In the early 2000s, Novoselac’s job was based in downtown Chicago. For someone in their late 20s and early 30s, it was an attractive place to be.
“It was beautiful, and it was cool being around all the different people, the different demographics and all the food and the nightlife,” Novoselac said. “It’s like the town that never sleeps.”
Now it’s become the town to which Novoselac and her husband, Mark, never travel.
Mark Novoselac is even more resolute in his Chicago avoidance, his wife said. He refuses to go to his son’s residence, which is near the Ukrainian Village neighborhood on the Near West Side. Michelle Novoselac said she’s never seen the place.
It’s caused a rift, Novoselac suggested. Her stepson believes crime isn’t that bad and his family is being petty by not visiting.
Novoselac acknowledged that the media might exaggerate some aspects of Chicago violence. But as she sees it, the statistics and her observations warrant caution.
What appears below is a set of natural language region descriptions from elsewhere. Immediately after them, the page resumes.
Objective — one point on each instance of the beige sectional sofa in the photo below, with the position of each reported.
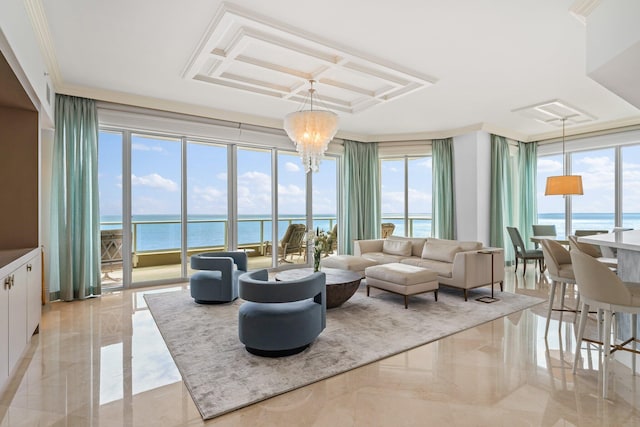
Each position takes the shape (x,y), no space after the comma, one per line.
(457,263)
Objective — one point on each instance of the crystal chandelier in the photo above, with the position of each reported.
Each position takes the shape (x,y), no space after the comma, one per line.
(563,185)
(311,130)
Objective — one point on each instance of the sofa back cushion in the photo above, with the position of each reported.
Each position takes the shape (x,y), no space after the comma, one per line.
(439,251)
(464,246)
(416,243)
(396,247)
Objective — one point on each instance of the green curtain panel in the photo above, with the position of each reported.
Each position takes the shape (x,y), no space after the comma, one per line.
(443,200)
(74,254)
(501,212)
(361,207)
(527,196)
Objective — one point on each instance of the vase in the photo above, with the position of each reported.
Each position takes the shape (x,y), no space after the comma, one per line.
(316,261)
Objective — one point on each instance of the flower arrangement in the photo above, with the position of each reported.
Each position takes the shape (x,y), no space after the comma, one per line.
(322,243)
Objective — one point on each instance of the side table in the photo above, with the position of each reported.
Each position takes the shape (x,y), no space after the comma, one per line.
(490,299)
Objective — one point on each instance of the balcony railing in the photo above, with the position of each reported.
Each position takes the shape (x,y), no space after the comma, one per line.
(154,237)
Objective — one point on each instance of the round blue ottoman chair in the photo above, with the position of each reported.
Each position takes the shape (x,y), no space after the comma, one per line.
(217,280)
(281,318)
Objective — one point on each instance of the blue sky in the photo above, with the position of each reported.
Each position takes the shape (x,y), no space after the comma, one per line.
(393,186)
(597,168)
(156,179)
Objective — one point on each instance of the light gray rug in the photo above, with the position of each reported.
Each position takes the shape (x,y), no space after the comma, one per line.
(222,376)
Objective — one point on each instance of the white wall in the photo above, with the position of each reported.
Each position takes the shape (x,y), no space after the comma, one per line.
(18,41)
(613,47)
(472,169)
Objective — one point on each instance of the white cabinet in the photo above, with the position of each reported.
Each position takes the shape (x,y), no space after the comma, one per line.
(20,306)
(34,293)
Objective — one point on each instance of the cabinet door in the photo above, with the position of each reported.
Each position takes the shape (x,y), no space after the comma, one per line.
(34,294)
(4,332)
(17,316)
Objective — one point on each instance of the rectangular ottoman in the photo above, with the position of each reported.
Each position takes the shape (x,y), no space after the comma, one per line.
(347,262)
(402,279)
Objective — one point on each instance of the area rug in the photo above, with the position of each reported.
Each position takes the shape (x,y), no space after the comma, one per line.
(222,376)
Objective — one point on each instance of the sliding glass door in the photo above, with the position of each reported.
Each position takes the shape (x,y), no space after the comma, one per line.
(207,201)
(156,206)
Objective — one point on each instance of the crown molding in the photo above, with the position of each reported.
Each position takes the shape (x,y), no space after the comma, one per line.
(38,18)
(212,113)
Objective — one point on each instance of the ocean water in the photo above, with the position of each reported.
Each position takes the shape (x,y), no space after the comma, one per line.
(162,232)
(589,221)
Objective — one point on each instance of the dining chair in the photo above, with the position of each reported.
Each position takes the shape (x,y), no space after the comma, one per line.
(544,230)
(521,251)
(601,289)
(582,233)
(558,262)
(593,251)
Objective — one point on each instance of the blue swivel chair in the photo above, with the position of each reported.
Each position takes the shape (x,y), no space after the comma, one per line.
(281,318)
(217,282)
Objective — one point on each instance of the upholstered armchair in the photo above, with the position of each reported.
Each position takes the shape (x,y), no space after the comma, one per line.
(281,318)
(292,242)
(217,282)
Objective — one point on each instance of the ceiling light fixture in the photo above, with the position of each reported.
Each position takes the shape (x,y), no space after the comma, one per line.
(311,130)
(563,185)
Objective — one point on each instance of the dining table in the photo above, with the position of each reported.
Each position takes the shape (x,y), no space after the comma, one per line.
(627,245)
(539,239)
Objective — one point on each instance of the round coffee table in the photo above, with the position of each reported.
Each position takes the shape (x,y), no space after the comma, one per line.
(341,284)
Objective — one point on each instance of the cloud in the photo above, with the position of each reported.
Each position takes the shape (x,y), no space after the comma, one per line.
(254,193)
(291,167)
(154,180)
(145,147)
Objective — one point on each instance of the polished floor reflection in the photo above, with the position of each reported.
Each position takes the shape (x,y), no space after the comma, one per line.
(102,362)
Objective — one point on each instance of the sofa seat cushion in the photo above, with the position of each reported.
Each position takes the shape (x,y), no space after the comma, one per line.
(464,245)
(444,269)
(439,251)
(416,243)
(382,258)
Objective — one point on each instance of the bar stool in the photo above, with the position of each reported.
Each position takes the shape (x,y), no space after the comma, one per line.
(558,261)
(602,289)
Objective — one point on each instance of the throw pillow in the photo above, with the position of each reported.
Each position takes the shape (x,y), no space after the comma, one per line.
(397,247)
(439,251)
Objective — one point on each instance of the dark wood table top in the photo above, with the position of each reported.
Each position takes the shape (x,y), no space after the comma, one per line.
(335,276)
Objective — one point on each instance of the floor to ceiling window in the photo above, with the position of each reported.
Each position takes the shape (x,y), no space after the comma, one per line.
(207,202)
(595,210)
(180,195)
(325,208)
(292,208)
(156,206)
(610,169)
(550,208)
(406,195)
(631,186)
(111,211)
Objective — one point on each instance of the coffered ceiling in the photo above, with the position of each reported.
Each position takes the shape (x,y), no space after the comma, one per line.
(399,70)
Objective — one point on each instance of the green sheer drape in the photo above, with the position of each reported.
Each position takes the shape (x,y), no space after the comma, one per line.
(361,207)
(501,208)
(443,200)
(527,194)
(74,255)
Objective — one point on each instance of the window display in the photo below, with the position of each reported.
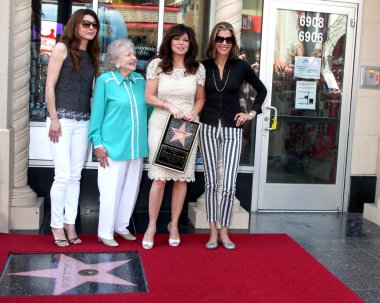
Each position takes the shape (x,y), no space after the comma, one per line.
(139,21)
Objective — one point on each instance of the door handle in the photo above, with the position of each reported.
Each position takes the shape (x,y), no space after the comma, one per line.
(274,122)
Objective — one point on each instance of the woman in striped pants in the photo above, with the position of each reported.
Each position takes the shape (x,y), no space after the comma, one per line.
(222,122)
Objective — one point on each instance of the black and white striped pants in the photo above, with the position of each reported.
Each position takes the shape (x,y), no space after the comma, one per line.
(223,142)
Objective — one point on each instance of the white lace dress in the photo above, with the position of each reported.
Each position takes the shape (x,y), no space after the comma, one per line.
(180,90)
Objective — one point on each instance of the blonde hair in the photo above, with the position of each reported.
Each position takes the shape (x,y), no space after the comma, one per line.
(211,49)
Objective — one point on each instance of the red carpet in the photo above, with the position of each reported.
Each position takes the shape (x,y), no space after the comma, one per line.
(263,268)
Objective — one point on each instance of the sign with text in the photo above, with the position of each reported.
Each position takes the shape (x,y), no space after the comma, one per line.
(176,144)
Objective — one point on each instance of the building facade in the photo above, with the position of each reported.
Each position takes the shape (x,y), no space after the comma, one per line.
(314,147)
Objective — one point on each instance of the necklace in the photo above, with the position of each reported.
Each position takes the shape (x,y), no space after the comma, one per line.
(225,82)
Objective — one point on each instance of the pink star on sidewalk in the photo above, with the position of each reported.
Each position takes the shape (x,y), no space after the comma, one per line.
(72,273)
(180,134)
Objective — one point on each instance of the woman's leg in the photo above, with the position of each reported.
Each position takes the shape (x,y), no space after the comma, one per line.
(209,147)
(79,153)
(129,195)
(178,199)
(61,157)
(110,183)
(231,148)
(155,200)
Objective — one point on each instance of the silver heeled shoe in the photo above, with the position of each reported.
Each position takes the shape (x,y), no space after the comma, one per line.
(127,236)
(148,244)
(173,242)
(107,242)
(212,245)
(227,245)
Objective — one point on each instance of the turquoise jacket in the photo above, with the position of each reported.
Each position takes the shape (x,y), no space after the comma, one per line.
(119,116)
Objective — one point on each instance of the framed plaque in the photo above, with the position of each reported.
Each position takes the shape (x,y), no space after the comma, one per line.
(176,144)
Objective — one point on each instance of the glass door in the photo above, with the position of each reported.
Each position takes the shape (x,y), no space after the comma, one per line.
(309,61)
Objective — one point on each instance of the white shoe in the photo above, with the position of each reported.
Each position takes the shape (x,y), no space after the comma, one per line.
(147,244)
(127,236)
(106,242)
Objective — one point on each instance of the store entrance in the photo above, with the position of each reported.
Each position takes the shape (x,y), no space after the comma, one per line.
(308,59)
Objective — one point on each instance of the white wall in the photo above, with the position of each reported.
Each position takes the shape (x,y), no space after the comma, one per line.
(367,115)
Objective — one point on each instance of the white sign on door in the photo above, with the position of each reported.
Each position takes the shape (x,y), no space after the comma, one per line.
(306,93)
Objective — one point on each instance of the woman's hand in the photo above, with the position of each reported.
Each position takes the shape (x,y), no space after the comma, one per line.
(174,110)
(55,131)
(241,118)
(189,117)
(102,155)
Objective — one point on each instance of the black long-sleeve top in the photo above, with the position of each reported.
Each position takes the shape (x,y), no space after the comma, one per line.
(224,105)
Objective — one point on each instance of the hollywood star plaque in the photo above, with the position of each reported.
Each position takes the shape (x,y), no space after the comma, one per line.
(177,142)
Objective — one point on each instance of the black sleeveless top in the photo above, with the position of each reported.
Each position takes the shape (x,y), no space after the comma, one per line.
(74,88)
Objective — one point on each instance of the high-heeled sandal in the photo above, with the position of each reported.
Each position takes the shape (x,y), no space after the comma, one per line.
(76,240)
(173,242)
(227,245)
(148,244)
(126,236)
(60,242)
(108,242)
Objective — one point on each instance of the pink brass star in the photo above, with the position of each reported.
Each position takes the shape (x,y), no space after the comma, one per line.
(67,274)
(180,134)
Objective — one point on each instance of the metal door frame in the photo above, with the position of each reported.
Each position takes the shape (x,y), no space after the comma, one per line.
(267,50)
“I know that these things are truly happening,” Novoselac said. “The last thing in the world [my husband] wants to deal with is going into the city and taking a chance he’s going to be jumped or carjacked or somebody will be shooting at him on the tollway.”
Put it all together, and it’s difficult to see what in Chicago might lure back the Novoselacs, at least for now.
“It would have to be a [heck] of an attraction, something that I definitely could not get out here,” Michelle Novoselac said. “It’s sad because that’s where the culture is, where all the things are. We’re in this teeny-tiny McHenry County community, and we don’t leave it.”